In the face of all this, what is the response of the current U.S. administration? Simply to treat its high representative, President Hu Jintao, with all the pomp and circumstance normally reserved for our most powerful and influential allies.
It is interesting to compare such treatment of an archfoe of America by the current U.S. administration to that meted out by the Bush administration, which took a more realistic view of Chinese intentions. When President Bush entertained Hu at the White House, he did so over a working lunch. Compare this to Hu’s recent visit when he was given a private White House dinner and later a full state banquet, a 21-gun salute and a review of the enemy’s troops!
The contrast between how the Obama administration has feted President Hu and the manner in which it has treated the monarch—and the prime minister—of its traditional and current chief ally, Britain, in addition to its shoddy treatment of the prime minister of Israel, Benjamin Netanyahu—leader of a nation that has contributed greatly to America’s spiritual heritage—is marked. It certainly tells a story, a story that reveals the true hand of the radicals that run Washington at this sad moment in the decline of America from its pedestal as a once great superpower.
The list of acts that have publicly shamed the White House started with the president, upon moving into the White House, bundling up the bust of Sir Winston Churchill which was on loan from Britain for display in the Oval Office, and dispatching it posthaste back to Britain. There followed the awful treatment by the White House of Prime Minister Brown, the lack of respect and decorum paid to Queen Elizabeth and the denial of a front-door welcome to the prime minister of Israel as he was hurried through the tradesman’s entrance to the White House to avoid any impression that his visit to the president was welcome.
Since his inauguration, America’s current president has bowed low in obeisance to the Saudi king, done the same before the emperor of Japan, and now greeted the leader of America’s declared chief enemy, China, with a 21-gun salute and the full red carpet treatment once due to America’s most favored and friendly of world leaders of high status.

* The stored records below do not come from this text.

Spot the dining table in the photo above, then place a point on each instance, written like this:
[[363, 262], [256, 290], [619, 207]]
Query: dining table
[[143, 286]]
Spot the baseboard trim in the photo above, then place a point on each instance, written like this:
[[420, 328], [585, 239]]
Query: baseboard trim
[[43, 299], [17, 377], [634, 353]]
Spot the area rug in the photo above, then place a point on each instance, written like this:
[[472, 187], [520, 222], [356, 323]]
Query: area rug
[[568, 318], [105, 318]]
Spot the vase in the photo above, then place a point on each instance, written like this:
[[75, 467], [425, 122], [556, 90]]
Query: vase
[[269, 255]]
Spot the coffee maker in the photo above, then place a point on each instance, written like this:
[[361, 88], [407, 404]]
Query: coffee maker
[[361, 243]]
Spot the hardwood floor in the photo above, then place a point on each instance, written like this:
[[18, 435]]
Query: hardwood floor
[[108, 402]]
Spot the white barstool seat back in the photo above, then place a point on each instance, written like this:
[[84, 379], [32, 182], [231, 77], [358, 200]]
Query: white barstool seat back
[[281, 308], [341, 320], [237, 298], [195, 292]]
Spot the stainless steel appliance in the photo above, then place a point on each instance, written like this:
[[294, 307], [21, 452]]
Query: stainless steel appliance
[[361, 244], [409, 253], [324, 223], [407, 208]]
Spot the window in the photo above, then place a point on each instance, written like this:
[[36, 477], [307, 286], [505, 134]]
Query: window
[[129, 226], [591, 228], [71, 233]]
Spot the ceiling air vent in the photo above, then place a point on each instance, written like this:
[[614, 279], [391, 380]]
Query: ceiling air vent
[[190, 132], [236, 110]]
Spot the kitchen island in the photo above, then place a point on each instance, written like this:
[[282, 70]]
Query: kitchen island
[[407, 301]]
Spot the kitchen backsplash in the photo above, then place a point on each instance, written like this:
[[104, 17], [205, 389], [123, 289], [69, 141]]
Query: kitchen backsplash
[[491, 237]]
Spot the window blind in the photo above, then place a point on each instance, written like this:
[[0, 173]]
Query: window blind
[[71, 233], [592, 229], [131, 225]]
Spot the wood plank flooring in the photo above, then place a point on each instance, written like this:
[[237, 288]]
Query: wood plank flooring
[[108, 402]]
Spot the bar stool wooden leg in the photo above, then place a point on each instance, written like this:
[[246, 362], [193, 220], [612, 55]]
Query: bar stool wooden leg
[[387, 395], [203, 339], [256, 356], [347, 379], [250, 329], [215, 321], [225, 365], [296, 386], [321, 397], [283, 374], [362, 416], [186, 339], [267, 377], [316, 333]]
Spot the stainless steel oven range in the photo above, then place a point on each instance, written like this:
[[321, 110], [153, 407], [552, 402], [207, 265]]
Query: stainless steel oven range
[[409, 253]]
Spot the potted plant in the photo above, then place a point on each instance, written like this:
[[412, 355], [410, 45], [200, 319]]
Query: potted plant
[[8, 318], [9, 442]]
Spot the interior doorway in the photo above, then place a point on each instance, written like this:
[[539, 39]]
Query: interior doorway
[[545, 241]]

One does not have to be an expert in human behavior to read the glaring signals in all of this. Here is an American administration intent on denying the nation’s Anglo-Saxon heritage, a heritage of a great people, of genuine heroes, who, as Sir Winston Churchill declared, became the sole bastion standing between the prospect of a free world and the imposition of global tyranny but 70 years ago.
Had it not been for the British nation and the Jewish heritage, America’s current leaders would have no free and unfettered voice to speak with, and no concept of the God who gave them their blessings in the first place. In fact, America would have no real heritage to speak of as a nation.

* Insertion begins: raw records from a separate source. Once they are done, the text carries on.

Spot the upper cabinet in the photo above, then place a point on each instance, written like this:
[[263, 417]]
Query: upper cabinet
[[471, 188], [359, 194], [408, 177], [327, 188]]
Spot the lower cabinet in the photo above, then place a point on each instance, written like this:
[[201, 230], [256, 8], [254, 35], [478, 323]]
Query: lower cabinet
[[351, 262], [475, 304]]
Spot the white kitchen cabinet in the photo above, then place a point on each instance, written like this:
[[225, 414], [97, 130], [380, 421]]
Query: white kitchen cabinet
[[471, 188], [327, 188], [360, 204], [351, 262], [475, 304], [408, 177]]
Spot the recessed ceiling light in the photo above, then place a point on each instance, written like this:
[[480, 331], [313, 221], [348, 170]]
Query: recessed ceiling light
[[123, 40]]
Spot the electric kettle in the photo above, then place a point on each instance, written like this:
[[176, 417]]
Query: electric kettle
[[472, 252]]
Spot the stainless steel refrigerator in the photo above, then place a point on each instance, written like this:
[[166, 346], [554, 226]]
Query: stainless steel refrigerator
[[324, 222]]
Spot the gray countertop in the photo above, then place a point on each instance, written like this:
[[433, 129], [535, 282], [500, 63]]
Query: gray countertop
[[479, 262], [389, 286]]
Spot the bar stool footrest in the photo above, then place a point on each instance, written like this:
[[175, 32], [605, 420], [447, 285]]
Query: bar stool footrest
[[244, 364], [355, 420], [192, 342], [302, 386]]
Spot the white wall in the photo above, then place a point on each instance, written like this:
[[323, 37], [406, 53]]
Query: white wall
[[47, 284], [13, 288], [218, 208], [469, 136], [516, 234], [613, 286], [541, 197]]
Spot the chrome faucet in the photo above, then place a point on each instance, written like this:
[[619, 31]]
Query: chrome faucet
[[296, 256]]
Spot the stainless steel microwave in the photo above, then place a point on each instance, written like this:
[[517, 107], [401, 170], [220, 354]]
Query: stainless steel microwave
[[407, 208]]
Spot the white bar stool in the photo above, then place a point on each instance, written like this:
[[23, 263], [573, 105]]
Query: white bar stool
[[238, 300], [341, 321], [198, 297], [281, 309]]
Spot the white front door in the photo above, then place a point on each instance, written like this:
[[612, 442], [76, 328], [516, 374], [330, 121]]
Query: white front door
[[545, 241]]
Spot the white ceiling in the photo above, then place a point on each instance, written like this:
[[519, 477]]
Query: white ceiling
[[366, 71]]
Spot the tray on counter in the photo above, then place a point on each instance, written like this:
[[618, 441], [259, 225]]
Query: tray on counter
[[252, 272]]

By contrast, what has the Chinese leadership contributed to America over its successive administrations since World War ii?
Two long and agonizing Indo-Chinese wars—Korea and Vietnam—a continuing drain on the U.S. defense budget holding the demilitarized zone to this day in Korea, continuing daily cyber harassment, a thumb-the-nose attitude to continual pleadings for the improvement of its dismal human rights record, and resistance to adjusting its exchange rate to aid the U.S. dollar’s troubles.
This can hardly be rated as the actions of a friendly nation.
Nor can the reactions to such behavior as exhibited by the White House last week be regarded as the expected and most typical reactions of any sane and sound-minded U.S. administration sporting the most powerful military force in the world.
Such is the mindset of the radicals in charge at Washington. The outcome will be one that can only lower even further the esteem with which the once great United States of America was once held in the world’s eyes.
Veil America, all hail China—to the detriment, ultimately, of the remaining free world.